質問

The process is not getting terminated after closing its handle in CloseHandle().

Well I have a process created by CreateProcess() api. Even after closing Its handle it is still running.

From the msdn, they say that CloseHandle() closes the handle and doesn't terminate process. Have to call terminate thread for that. Then why CloseHandle()?

But when I checked CloseHandle()'s return value, it succeeded. If so I want know what is actually done in this CloseHandle() and why it returns successfully. And I want to know what all operation can be done on the process using its handle. I felt misleading, as CloseHandle() succeeds but the process still runs on!

Would also be great what actually contains in the handle of a process and is there any differences with other type of handles? (file,I/O etc)

役に立ちましたか?

解決

Why does closing the handle not terminate the process? Have to call TerminateProcess for that.

Closing the handle does not terminate the process because it would be absurd. Processes generally run independently of each other. If closing the process handle terminated the corresponding process, this wouldn't be the case since when a program exits, all open handles it holds are closed. Which would for example mean that if Explorer crashed, every program you started would be instantly terminated. That would be a desaster, and thus closing the process handle does, by design, not terminate the program.

Terminating a process is almost always a very bad idea. The same goes for terminating a thread. Never do that if you can avoid it. If you want a thread/process to exit, send it a message and wait until it has exited (on its own behalf). This guarantees that data is properly saved and in a consistent state, no resources are leaked, and that no serious conflicts can occur (such as a thread being terminated while it holds a lock).
Terminating threads is often troublesome, and sometimes catastrophic. The same goes for terminating processes. It is only "allowable" to terminate a process or a thread when it is caught in an infinite loop and non-responsive.

Then why do you have to close the handle anyway, and why are you getting one at all if you must close it?

You can do certain things with a handle, among these are for example ReadProcessMemory, WriteProcessMemory, CancelIoEx, running a debugger, use PSAPI, and a few others. Also you can wait on the handle, it will be signalled when the process exits. That is a very simple way of inter-process synchronization.
On the other hand, the operating system cannot release resources as long as you hold the handle open and thus have a "legitimate right" to access these. How can you for example wait for a process, if the process (or at least its structures) does not exist at all any more?

This (and the fact that the handle itself is a resource) is why you should close the handle as soon as possible if you don't need it. Holding it indefinitely requires the OS to keep resources around that are not needed but cannot be freed.
Closing the handle tells the operating system that you don't need it any more, so whenever the OS wants to release all resources associated with the process, it can do so.

What is contained in the process handle?

Like all handles, the process handle is merely an opaque integer that doesn't contain anything. It is an index in a kernel-owned table, technically a void*, but that is only an implementation detail. The actual kernel structure that it refers to is not something you can directly access, not in an easy way anyway.

他のヒント

A handle is a reference to some kernel-managed, reference-counted object. Normally, closing the last handle to an object will result in the destruction of such an object.

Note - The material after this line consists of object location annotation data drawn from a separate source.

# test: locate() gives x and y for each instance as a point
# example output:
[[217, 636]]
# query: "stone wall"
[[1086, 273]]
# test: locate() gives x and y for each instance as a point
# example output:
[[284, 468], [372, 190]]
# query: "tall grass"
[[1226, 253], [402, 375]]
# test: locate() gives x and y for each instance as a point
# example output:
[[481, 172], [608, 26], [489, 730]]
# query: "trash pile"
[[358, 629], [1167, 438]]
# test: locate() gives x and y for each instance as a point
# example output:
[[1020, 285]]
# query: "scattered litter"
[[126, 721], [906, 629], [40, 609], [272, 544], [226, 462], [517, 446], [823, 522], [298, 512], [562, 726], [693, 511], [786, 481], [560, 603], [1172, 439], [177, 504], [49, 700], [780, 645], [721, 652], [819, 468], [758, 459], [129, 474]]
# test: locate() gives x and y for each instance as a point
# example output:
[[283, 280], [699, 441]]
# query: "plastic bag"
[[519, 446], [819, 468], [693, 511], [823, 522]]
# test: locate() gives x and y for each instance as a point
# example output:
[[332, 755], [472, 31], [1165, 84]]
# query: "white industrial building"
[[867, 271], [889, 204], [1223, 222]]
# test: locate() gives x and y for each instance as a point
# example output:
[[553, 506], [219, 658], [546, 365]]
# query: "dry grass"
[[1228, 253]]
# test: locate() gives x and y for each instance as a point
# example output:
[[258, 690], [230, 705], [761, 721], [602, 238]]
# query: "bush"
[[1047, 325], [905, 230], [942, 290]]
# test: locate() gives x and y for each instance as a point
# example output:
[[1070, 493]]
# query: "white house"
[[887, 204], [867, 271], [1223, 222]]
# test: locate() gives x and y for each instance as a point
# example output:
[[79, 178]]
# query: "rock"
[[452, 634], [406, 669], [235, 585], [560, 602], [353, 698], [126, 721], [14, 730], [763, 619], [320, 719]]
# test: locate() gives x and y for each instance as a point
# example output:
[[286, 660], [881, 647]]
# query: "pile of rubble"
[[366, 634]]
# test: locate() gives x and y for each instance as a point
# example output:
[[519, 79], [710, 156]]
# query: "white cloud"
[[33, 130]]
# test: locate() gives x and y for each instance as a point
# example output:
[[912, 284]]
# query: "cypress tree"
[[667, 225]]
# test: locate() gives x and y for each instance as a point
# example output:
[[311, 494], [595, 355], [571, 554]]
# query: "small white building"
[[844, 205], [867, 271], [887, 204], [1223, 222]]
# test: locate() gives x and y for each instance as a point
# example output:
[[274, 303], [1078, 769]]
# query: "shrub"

But: processes and threads are not killed when closing the last handle, you can think that they "start living on their own" after being started. Without this exception, you couldn't have a process outlive its parent, since each process' handles is closed automatically at process termination (and having a thread outlive its parent would require needless complications).

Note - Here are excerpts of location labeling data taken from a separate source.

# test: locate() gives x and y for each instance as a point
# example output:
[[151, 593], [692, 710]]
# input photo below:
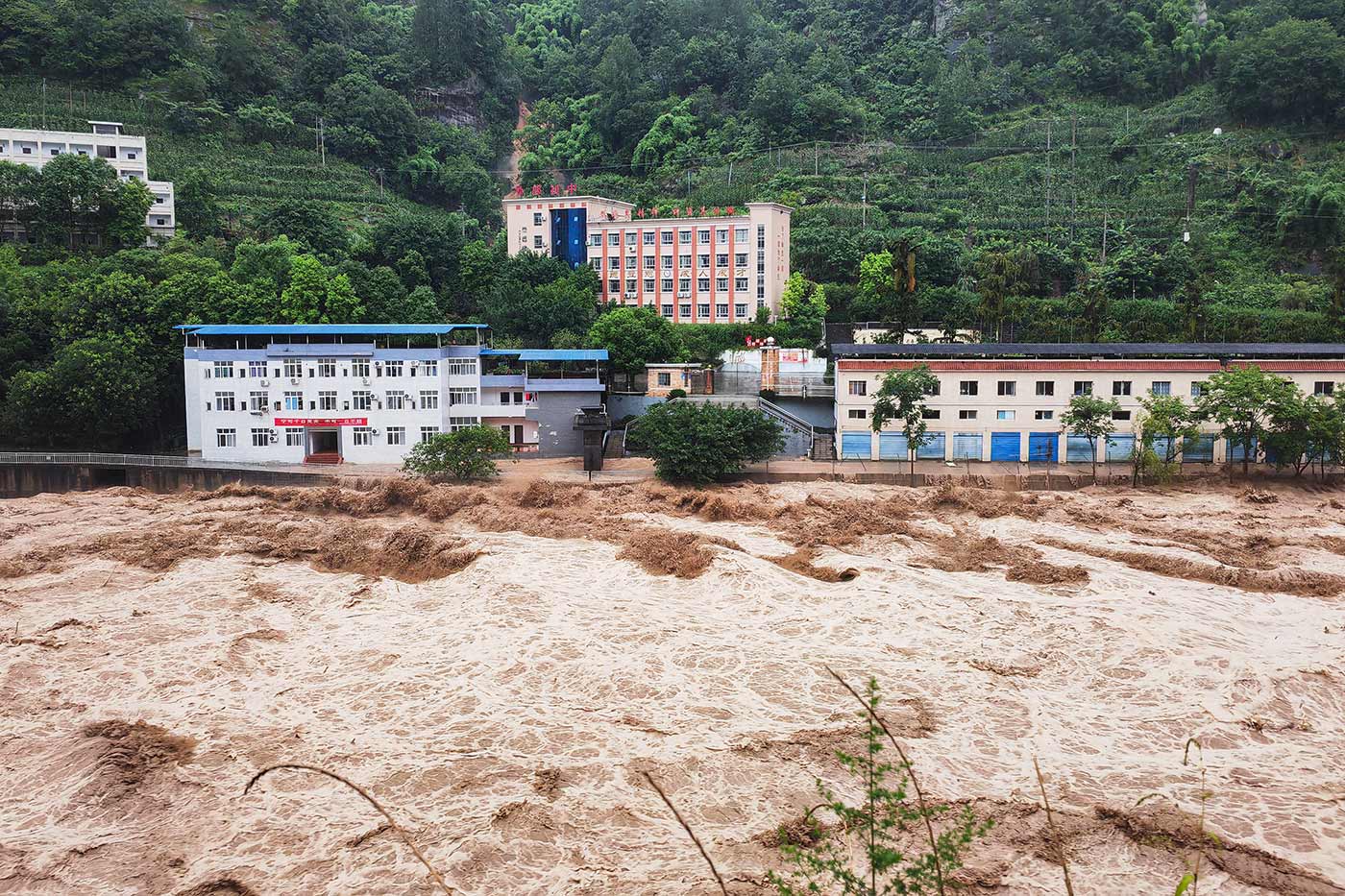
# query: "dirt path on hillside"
[[500, 665]]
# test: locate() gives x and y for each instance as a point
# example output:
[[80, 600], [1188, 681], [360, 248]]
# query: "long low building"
[[366, 393], [1004, 401]]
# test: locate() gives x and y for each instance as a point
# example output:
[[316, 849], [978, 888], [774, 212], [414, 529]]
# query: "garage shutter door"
[[1236, 451], [932, 449], [892, 446], [1119, 449], [856, 444], [1199, 451], [1079, 449], [967, 446], [1044, 447], [1005, 446]]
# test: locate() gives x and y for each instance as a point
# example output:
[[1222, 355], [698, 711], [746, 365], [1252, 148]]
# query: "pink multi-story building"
[[692, 264]]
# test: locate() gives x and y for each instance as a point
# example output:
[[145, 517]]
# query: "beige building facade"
[[690, 264], [1004, 402]]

Anyway, all of this is documented: if you read the documentation of CloseHandle you would have found:

Closing a thread handle does not terminate the associated thread or remove the thread object. Closing a process handle does not terminate the associated process or remove the process object. To remove a thread object, you must terminate the thread, then close all handles to the thread. For more information, see Terminating a Thread. To remove a process object, you must terminate the process, then close all handles to the process. For more information, see Terminating a Process.

What you described is behavior by design. A process runs on its own, it might have zero or more handles opened, which let their holders control the process in certain ways. Once you hold a handle, you are responsible for closing it.

Termination of the process is a different thing, and you basically are not expected to terminate externally: you never know where exactly you stop the process. You are expected to somehow signal that you want the process termination, so that the process could figure it out and terminate its activity internally, and gracefully.